Meet Dr. Satyam SarmaDiastolic Heart Failure Specialist in Dallas

Satyam (Tom) Sarma, M.D., is a cardiologist by title, but he describes his work as integrated physiology – studying and treating the human body as a unified system.

Dr. Sarma draws on his experience in a variety of fields, including biomedical engineering, cardiology, and exercise physiology, to understand how the heart, lungs, muscles, and blood vessels work together.
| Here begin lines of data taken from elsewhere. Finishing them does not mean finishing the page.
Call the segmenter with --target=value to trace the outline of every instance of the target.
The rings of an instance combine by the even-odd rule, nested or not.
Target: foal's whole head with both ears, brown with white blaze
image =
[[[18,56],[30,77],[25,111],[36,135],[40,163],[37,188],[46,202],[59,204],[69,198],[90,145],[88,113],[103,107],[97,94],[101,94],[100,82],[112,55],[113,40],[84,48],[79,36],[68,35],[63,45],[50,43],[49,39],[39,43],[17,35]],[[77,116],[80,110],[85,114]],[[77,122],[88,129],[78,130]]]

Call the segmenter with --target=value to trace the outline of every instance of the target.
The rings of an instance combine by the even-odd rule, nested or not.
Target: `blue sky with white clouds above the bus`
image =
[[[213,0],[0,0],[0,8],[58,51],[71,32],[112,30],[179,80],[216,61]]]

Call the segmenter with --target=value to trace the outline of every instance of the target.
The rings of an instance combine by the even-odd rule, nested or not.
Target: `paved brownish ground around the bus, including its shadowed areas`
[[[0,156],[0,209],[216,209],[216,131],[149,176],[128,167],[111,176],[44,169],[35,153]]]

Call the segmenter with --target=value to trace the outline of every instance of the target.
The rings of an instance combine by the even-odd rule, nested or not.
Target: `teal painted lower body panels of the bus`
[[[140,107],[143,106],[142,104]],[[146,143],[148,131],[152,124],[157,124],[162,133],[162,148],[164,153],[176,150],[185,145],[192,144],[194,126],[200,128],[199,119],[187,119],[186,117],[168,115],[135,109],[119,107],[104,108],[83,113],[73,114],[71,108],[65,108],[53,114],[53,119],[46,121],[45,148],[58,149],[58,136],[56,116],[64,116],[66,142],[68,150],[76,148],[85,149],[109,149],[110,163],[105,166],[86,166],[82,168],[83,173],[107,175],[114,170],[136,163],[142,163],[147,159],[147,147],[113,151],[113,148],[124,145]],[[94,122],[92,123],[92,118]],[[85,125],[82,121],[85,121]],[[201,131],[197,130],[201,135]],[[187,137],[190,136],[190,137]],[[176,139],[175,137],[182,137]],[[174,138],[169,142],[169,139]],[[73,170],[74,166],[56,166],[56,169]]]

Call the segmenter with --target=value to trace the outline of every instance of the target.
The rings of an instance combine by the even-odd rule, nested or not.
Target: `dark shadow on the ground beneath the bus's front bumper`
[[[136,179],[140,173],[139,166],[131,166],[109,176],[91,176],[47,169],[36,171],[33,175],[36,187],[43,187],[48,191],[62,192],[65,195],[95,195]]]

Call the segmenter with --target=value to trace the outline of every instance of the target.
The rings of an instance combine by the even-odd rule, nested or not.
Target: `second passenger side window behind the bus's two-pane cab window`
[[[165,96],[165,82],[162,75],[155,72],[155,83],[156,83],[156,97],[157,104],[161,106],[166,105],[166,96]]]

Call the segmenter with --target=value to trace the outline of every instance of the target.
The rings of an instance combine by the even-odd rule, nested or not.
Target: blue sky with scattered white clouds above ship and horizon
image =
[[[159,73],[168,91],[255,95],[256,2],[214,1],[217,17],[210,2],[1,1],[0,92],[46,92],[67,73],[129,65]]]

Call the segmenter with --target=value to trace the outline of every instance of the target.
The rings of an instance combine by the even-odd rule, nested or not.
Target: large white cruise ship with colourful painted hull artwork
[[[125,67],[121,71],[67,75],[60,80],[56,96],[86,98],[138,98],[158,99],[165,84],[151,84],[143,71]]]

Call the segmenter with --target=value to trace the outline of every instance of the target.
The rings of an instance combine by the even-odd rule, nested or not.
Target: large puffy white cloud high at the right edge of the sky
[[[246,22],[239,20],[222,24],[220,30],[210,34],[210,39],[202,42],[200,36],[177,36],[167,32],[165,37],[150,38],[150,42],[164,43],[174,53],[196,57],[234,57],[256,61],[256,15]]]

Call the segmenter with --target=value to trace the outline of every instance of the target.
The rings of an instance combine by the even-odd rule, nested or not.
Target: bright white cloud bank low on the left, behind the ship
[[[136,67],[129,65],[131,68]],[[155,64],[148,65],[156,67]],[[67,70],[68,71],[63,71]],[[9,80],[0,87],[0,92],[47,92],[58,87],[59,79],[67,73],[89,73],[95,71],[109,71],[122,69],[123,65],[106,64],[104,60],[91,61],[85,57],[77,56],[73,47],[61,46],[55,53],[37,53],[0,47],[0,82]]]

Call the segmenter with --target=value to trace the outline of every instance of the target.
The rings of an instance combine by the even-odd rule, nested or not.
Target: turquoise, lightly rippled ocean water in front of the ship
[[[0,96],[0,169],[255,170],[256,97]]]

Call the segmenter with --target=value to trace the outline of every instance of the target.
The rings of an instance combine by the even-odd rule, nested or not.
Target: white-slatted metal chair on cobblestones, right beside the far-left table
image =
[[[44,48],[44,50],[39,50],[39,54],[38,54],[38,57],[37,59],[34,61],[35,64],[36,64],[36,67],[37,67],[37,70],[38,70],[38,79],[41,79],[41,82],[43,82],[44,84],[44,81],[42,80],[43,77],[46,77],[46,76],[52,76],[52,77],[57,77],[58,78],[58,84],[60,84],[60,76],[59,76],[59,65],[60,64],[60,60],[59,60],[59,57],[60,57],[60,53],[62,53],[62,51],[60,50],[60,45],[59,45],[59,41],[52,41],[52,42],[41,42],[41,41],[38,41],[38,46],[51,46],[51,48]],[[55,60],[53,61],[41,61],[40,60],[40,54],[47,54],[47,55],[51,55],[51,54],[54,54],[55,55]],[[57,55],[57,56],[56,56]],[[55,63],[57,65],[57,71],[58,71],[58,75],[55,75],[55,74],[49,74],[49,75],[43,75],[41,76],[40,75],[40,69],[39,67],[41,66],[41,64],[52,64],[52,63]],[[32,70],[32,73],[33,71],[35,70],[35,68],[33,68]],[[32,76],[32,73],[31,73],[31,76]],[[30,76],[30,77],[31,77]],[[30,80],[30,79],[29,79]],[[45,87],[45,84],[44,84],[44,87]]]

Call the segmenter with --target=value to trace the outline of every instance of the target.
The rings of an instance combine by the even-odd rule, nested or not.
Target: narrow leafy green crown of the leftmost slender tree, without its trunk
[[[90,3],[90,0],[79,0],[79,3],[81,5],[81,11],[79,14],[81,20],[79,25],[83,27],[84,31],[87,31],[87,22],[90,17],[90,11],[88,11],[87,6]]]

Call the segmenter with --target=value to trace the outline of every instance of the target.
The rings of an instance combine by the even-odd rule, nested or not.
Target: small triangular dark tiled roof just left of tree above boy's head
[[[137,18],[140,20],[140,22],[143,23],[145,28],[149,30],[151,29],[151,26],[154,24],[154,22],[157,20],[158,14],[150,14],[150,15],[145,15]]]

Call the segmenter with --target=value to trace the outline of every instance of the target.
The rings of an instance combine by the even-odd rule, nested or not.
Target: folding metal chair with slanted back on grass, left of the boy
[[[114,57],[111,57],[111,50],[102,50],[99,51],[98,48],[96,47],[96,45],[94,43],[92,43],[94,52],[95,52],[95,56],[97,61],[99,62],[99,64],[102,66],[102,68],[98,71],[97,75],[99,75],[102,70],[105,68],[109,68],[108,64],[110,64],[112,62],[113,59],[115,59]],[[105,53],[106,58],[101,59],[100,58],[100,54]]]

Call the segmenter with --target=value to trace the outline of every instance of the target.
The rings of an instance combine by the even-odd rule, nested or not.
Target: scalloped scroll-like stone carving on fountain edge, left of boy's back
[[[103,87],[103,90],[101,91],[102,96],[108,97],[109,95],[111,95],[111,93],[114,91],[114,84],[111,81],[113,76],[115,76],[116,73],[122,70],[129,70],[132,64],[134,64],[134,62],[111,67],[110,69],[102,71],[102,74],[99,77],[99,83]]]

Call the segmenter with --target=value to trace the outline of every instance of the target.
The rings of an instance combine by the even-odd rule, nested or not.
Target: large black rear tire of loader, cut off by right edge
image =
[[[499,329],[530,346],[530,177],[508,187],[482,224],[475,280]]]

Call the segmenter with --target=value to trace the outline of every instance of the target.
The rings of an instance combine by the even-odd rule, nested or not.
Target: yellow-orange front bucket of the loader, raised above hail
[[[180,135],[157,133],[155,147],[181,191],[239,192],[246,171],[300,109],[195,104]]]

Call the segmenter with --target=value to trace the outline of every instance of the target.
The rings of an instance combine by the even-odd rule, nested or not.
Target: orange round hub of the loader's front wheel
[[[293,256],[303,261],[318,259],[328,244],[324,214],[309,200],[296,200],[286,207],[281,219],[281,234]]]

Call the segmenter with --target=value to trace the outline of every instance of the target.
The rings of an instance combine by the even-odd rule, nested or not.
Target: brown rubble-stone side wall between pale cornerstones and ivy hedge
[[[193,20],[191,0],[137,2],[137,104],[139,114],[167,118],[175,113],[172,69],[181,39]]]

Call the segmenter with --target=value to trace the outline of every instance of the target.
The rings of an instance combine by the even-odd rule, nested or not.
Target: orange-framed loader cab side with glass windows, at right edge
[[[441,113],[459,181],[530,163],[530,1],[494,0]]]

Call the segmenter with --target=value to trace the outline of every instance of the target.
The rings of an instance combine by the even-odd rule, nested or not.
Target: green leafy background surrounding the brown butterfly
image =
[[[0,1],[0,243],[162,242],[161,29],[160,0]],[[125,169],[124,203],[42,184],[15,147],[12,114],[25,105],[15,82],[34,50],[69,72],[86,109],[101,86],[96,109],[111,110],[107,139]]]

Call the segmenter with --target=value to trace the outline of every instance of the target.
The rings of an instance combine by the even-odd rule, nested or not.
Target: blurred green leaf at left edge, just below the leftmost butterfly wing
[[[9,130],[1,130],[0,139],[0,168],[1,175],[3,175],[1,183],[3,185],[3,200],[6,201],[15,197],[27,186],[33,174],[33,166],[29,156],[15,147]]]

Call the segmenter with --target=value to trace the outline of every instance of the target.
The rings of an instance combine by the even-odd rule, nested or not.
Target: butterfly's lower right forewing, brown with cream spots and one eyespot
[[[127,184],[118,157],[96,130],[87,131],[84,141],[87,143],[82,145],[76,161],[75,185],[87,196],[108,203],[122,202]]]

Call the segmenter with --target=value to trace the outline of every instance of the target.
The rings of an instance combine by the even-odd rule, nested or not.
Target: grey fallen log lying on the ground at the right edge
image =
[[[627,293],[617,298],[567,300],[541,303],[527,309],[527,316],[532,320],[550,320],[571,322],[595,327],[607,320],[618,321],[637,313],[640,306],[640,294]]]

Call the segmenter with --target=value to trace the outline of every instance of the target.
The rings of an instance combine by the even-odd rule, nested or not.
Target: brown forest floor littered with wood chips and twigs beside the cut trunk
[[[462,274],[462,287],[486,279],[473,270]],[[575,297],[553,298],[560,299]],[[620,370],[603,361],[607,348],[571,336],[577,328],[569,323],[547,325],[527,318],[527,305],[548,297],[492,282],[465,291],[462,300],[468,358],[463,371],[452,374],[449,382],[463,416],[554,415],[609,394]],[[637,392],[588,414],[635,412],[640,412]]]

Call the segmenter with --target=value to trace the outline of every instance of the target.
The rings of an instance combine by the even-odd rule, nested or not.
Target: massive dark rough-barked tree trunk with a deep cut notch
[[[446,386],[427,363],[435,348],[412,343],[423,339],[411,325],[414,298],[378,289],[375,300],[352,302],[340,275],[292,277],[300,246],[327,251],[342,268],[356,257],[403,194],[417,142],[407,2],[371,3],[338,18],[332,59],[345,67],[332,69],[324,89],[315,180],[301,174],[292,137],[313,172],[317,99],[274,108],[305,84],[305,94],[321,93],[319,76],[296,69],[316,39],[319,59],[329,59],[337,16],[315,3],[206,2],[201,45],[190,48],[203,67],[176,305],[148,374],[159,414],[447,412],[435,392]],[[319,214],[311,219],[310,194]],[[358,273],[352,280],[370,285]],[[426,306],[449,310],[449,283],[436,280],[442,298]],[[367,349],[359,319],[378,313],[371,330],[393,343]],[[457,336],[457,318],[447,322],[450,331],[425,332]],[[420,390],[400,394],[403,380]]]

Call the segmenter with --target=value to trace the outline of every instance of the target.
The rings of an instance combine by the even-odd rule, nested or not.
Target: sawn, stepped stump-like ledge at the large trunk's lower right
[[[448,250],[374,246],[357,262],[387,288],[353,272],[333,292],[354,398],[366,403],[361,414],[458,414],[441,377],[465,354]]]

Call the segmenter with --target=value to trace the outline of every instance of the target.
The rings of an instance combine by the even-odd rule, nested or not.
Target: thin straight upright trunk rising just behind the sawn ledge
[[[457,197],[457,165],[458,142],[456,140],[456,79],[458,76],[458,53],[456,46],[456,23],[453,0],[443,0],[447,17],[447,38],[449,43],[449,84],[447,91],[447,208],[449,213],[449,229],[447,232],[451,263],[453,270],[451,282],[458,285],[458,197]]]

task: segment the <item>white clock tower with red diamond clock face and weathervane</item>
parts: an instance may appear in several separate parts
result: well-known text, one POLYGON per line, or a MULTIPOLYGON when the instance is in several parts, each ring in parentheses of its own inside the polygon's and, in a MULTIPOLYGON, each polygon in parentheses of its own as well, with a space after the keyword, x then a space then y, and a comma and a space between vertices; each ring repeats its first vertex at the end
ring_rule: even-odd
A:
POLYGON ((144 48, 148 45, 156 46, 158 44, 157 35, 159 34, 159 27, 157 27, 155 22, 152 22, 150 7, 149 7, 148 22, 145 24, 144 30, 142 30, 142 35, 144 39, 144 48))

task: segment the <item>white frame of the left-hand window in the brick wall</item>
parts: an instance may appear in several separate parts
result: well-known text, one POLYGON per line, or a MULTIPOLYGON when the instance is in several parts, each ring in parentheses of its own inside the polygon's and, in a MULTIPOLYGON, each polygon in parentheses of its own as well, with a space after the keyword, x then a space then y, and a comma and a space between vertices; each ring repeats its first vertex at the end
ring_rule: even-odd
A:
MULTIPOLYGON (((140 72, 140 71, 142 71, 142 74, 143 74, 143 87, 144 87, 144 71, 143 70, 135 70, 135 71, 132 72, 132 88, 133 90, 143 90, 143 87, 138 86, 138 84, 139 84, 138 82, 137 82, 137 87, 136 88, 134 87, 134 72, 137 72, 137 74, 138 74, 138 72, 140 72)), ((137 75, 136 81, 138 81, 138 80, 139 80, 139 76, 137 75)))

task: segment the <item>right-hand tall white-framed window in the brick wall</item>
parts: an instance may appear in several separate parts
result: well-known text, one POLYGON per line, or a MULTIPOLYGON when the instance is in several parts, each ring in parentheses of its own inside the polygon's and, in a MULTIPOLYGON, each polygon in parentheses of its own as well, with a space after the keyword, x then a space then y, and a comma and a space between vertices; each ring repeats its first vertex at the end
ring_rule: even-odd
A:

A clinical scholar at UT Southwestern Medical Center, Dr. Sarma splits his time between patient care and research. Much of his work centers on understanding, diagnosing, and treating unexplained shortness of breath. In addition to caring for patients with heart failure and other serious illnesses, Dr. Sarma often works with athletes to examine and improve their performance.

“From the framework of integrated physiology, you can really address a variety of different patients, from the elite athlete to the person with heart failure who can't even walk across the room.”

Research Aligned with Patient Care

With his holistic focus on the human body, Dr. Sarma is often able to see things in a unique way.

“Many patients who come to see me have been told they have pulmonary hypertension, a disorder in which lung pressure is elevated,” Dr. Sarma says. “But often it turns out they actually have a particular type of heart failure.”

This type of heart failure, called HFpEF, or heart failure with preserved ejection fraction, creates an elevated pressure in the heart and lungs and can cause significant shortness of breath.

“There's no gold standard of diagnosis for HFpEF, so it can be very challenging for a lot of patients, who often have already seen other physicians but have been unable to get a conclusive diagnosis.”

The exact mechanisms that underlie both HFpEF and shortness of breath aren’t well understood, so Dr. Sarma’s research focuses on unpacking the enigmas of these disorders. One of his great satisfactions is how closely his clinical research aligns with his clinical practice.

“We see our research as a partnership with patients,” he says. “Ultimately we're here to help people, but at the same time patients can help us. We've learned so much from our patients, and our patients enjoy participating in research because it helps them understand their body and their disease better. It’s mutually beneficial.”